Except for the different WFL URI, the request and response are the same as for Create Workload above.
curl --location --request POST \
https://gotc-prod-wfl.gotc-prod.broadinstitute.org/api/v1/exec \
... and so on ...
Query Workload: /api/v1/workload?uuid=<uuid>⚓︎
Query WFL for a workload by its UUID.
curl --location --request GET \
https://gotc-prod-wfl.gotc-prod.broadinstitute.org/api/v1/workload?uuid=efb00901-378e-4365-86e7-edd0fbdaaab2 \
--header 'Authorization: Bearer '$(gcloud auth print-access-token)
A successful response from /api/v1/workload
is always an array of workload objects,
but specifying a UUID returns only one.
[
 {
   "commit": "477bb195c40cc5f5afb81ca1b57e97c9cc18fa2c",
   "created": "2021-04-05T16:02:31Z",
   "creator": "tbl@broadinstitute.org",
   "executor": "https://cromwell-gotc-auth.gotc-prod.broadinstitute.org",
   "output": "gs://broad-prod-somatic-genomes-output",
   "pipeline": "GDCWholeGenomeSomaticSingleSample",
   "project": "PO-1234",
   "release": "GDCWholeGenomeSomaticSingleSample_v1.1.0",
   "started": "2021-04-05T16:02:32Z",
   "uuid": "efb00901-378e-4365-86e7-edd0fbdaaab2",
   "version": "0.7.0",
   "wdl": "pipelines/broad/dna_seq/somatic/single_sample/wgs/gdc_genome/GDCWholeGenomeSomaticSingleSample.wdl"
 }
]
Query Workload with project: /api/v1/workload?project=<project>⚓︎
Query WFL for all workloads
with a specified project label.
curl --location --request GET \
/api/v1/workload?project=wgs-dev \
https://gotc-prod-wfl.gotc-prod.broadinstitute.org/api/v1/workload?project=PO-1234 \
--header 'Authorization: Bearer '$(gcloud auth print-access-token)

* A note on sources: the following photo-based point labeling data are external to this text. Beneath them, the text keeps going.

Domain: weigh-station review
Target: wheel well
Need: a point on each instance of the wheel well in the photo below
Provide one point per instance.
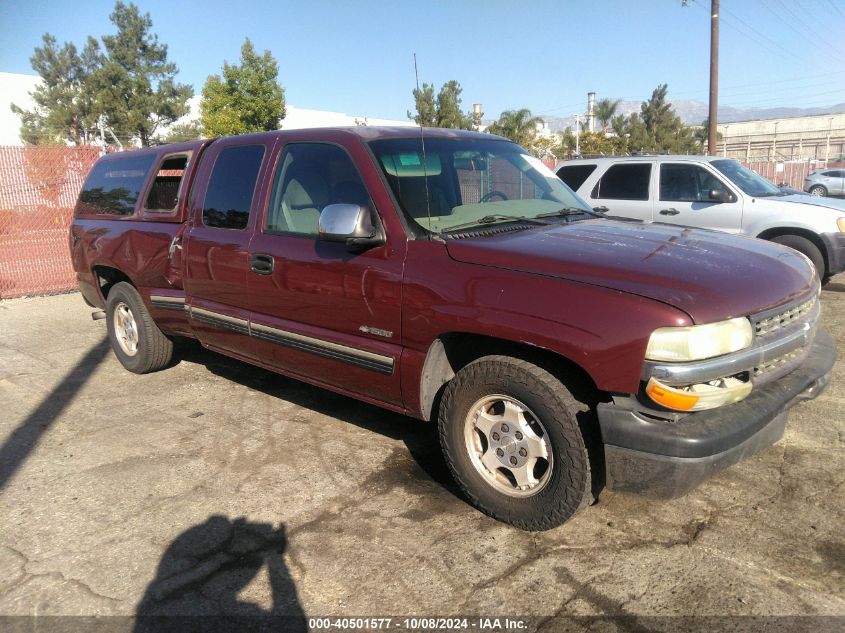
(451, 352)
(107, 277)
(769, 234)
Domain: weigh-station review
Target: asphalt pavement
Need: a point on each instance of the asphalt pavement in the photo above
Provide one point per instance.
(214, 487)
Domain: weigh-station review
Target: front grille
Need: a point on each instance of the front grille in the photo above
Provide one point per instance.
(771, 324)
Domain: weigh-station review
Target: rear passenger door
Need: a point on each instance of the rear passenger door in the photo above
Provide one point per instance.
(624, 190)
(318, 310)
(216, 245)
(837, 185)
(684, 198)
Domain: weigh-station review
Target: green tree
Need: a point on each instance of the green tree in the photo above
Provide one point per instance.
(244, 98)
(605, 110)
(64, 105)
(135, 87)
(181, 132)
(426, 115)
(517, 125)
(445, 110)
(449, 112)
(664, 130)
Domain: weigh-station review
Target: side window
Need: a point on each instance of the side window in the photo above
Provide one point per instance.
(687, 183)
(309, 177)
(575, 175)
(114, 185)
(164, 190)
(231, 187)
(624, 181)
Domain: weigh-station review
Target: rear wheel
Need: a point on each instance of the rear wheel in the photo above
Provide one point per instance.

The response is the same as when specifying a UUID,
except the array may contain multiple workload objects
that share the same project value.
Note
A request to the /api/v1/workload endpoint
without a project or uuid parameter
returns all of the workloads
that WFL knows about.
That response might be large
and take a while to process.
List workflows managed by the workload GET /api/v1/workload/{uuid}/workflows⚓︎
curl -X GET '/api/v1/workload/efb00901-378e-4365-86e7-edd0fbdaaab2/workflows' \
     -H 'Authorization: Bearer '$(gcloud auth print-access-token)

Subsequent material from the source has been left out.